Tennis elbow recurrence rates have been measured as high as 72% at one year - especially if patients were treated with corticosteroids. A study out of the University of Queensland earlier this year shows that physiotherapy proves the most cost-effective means for improving quality of life, compared to placebo or corticosteroid as first-line interventions. Combining corticosteroid with physiotherapy may negate the positive effects of physiotherapy. One-year recurrence rates with physiotherapy alone have been measured between 5% and 8%.

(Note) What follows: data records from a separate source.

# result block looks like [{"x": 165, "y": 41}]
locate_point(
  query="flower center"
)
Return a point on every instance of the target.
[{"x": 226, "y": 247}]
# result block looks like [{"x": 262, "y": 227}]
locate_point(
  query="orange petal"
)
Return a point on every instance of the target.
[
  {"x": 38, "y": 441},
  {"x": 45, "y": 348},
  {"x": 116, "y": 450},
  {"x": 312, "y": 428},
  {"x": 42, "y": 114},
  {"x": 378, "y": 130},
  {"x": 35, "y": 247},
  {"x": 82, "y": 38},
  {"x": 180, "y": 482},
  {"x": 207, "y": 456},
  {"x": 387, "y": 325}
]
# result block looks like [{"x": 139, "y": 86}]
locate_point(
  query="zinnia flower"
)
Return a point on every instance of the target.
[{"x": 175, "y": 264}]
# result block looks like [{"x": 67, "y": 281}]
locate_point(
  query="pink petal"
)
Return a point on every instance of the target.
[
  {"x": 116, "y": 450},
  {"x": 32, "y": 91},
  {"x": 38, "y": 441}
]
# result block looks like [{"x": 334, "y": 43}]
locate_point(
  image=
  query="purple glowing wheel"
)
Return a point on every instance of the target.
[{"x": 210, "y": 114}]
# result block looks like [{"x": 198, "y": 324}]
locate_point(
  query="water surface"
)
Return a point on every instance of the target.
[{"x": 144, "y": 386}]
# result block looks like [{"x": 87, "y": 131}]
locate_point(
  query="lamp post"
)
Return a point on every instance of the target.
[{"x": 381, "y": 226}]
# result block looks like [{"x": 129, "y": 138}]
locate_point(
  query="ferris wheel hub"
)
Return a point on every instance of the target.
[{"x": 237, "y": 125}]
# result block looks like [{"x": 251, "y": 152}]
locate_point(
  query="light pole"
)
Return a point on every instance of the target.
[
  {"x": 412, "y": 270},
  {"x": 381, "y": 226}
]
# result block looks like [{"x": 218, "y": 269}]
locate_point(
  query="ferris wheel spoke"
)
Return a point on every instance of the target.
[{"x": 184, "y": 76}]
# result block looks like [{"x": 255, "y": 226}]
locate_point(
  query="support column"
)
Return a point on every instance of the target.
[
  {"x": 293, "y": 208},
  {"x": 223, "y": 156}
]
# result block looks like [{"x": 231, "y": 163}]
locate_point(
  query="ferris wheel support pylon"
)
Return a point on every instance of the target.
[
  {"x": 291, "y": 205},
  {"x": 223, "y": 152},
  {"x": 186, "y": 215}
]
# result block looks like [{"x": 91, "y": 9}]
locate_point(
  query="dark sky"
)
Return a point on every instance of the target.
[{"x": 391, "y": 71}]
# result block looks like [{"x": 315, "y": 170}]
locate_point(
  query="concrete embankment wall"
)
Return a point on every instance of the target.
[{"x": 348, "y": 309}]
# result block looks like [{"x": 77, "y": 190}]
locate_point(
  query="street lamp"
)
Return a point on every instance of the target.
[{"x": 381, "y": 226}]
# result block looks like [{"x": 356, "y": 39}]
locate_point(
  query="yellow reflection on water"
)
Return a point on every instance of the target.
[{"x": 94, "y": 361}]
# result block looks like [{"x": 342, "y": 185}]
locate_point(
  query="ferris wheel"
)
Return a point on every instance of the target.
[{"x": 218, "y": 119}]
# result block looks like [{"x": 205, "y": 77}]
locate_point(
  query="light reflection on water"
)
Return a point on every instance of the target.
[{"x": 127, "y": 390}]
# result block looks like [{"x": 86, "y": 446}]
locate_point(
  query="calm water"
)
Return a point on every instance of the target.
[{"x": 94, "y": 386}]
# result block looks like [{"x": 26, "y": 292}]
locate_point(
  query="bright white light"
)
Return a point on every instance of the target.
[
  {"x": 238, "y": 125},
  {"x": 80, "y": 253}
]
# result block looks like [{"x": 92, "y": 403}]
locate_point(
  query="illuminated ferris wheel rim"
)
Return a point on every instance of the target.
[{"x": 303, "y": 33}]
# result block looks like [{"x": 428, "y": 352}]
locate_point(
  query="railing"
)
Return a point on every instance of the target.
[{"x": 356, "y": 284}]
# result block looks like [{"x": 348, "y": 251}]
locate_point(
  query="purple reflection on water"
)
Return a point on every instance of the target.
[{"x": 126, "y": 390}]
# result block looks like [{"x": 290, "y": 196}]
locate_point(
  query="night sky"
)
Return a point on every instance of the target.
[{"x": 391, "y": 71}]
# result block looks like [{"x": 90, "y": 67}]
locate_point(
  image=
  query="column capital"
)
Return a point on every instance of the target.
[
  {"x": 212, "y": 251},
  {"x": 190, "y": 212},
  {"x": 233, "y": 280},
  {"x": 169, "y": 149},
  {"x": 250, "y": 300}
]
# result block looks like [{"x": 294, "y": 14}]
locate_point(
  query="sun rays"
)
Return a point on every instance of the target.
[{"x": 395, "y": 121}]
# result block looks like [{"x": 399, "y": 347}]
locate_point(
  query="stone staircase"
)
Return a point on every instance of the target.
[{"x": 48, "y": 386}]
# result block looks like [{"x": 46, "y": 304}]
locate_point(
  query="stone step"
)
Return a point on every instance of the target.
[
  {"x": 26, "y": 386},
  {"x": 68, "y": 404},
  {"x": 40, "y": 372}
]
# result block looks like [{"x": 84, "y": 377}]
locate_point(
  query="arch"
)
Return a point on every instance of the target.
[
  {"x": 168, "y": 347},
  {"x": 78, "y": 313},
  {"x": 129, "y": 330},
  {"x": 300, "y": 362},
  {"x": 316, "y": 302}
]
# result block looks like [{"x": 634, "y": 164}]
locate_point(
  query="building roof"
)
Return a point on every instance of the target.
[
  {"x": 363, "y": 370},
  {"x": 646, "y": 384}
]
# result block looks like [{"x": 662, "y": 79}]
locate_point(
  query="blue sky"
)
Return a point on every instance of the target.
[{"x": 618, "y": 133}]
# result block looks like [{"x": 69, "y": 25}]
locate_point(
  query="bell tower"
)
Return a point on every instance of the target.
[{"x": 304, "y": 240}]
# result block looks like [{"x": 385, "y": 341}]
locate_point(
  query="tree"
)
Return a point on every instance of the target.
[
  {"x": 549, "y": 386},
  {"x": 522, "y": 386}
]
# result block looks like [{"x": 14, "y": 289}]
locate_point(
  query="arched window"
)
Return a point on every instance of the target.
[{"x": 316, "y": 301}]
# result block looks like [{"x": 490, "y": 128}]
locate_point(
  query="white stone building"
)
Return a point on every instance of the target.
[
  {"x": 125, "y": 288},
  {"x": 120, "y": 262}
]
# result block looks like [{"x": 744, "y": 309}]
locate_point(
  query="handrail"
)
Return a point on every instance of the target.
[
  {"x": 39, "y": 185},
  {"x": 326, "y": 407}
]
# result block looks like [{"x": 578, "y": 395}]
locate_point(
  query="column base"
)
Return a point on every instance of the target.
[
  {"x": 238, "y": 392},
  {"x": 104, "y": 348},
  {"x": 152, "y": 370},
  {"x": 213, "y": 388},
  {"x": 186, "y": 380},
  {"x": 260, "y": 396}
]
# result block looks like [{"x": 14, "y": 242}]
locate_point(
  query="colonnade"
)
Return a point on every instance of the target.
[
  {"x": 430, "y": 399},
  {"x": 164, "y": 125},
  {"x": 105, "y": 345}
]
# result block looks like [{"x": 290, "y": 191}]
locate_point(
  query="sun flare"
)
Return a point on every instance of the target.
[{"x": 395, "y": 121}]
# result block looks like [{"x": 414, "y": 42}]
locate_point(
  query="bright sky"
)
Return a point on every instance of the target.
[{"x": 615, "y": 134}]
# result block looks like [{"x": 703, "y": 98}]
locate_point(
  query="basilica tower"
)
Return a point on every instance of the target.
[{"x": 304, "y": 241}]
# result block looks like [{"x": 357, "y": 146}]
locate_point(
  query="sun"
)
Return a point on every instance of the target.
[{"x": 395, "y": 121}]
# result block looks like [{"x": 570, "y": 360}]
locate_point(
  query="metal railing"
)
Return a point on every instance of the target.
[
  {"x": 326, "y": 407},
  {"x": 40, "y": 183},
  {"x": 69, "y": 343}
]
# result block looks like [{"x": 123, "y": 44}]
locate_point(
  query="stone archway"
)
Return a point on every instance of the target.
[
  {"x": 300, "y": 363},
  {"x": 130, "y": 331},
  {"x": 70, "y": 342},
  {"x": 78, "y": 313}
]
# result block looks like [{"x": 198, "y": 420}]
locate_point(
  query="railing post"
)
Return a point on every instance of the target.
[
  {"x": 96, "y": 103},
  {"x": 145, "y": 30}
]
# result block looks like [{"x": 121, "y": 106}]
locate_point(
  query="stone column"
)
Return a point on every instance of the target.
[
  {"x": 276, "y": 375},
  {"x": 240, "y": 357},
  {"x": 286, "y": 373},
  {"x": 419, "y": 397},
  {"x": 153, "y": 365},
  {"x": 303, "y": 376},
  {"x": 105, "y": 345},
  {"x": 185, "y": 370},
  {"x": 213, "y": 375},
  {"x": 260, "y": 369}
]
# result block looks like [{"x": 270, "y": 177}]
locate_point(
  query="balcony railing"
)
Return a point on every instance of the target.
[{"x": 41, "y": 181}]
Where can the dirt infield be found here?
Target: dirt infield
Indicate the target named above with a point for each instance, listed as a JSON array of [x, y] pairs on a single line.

Tennis elbow, or lateral epicondylalgia of the elbow, affects an estimated 3% of the population, and is connected to repetitive stress activities. The condition was previously considered relatively benign and self-limiting, but research has found one-year recurrence rates reaching 72% in usual care groups. Epicondylalgia was also previously thought to be primarily an inflammatory condition (epicondylitis), but current science demonstrates that it is more a degenerative process than an inflammatory process. With the high one-year recurrence rates coming to light and a new understanding of the histopathology, there has been a movement to re-evaluate first-line treatments.

 

The latest contribution to this process is a study out of the University of Queensland. Dr. Coombes and colleagues randomised 165 adults with unilateral tennis elbow for longer than six weeks into four groups:

 

1.    placebo injection,

2.    corticosteroid injection,

3.    physiotherapy plus placebo injection, and

4.    physiotherapy plus corticosteroid injection.

5.     

Their study was structured to compare the interventions in terms of incremental cost per quality-adjusted life years. Compared to placebo, physiotherapy was the only intervention to cause a statistically significant improvement in quality of life at one year. Therefore, even though physiotherapy costs more, it is the preferred first-line treatment.

 

These results are consistent with the findings of previous studies showing that corticosteroid injections create the greatest short-term pain relief, but no improvement or actual harm at one year, while physiotherapy tends to have some short-term pain relief with the greatest benefit apparent in recurrence rates at one year.1,3,6-9 For instance, Bisset and colleagues found one-year recurrence rates to be 72% with corticosteroid injection and 8% with physiotherapy.8 Similarly, a study recently published in the Journal of the American Medical Association finds one-year recurrence rates to be 55% for corticosteroid, 54% for corticosteroid plus physiotherapy, and 5% for physiotherapy alone.

To manage societal costs, ensure that patients can return to previously enjoyable sports, and ensure that patients are not limited occupationally, recurrence of tennis elbow must be minimised. It may be that eight sessions of physiotherapy is the best intervention for protecting these patients.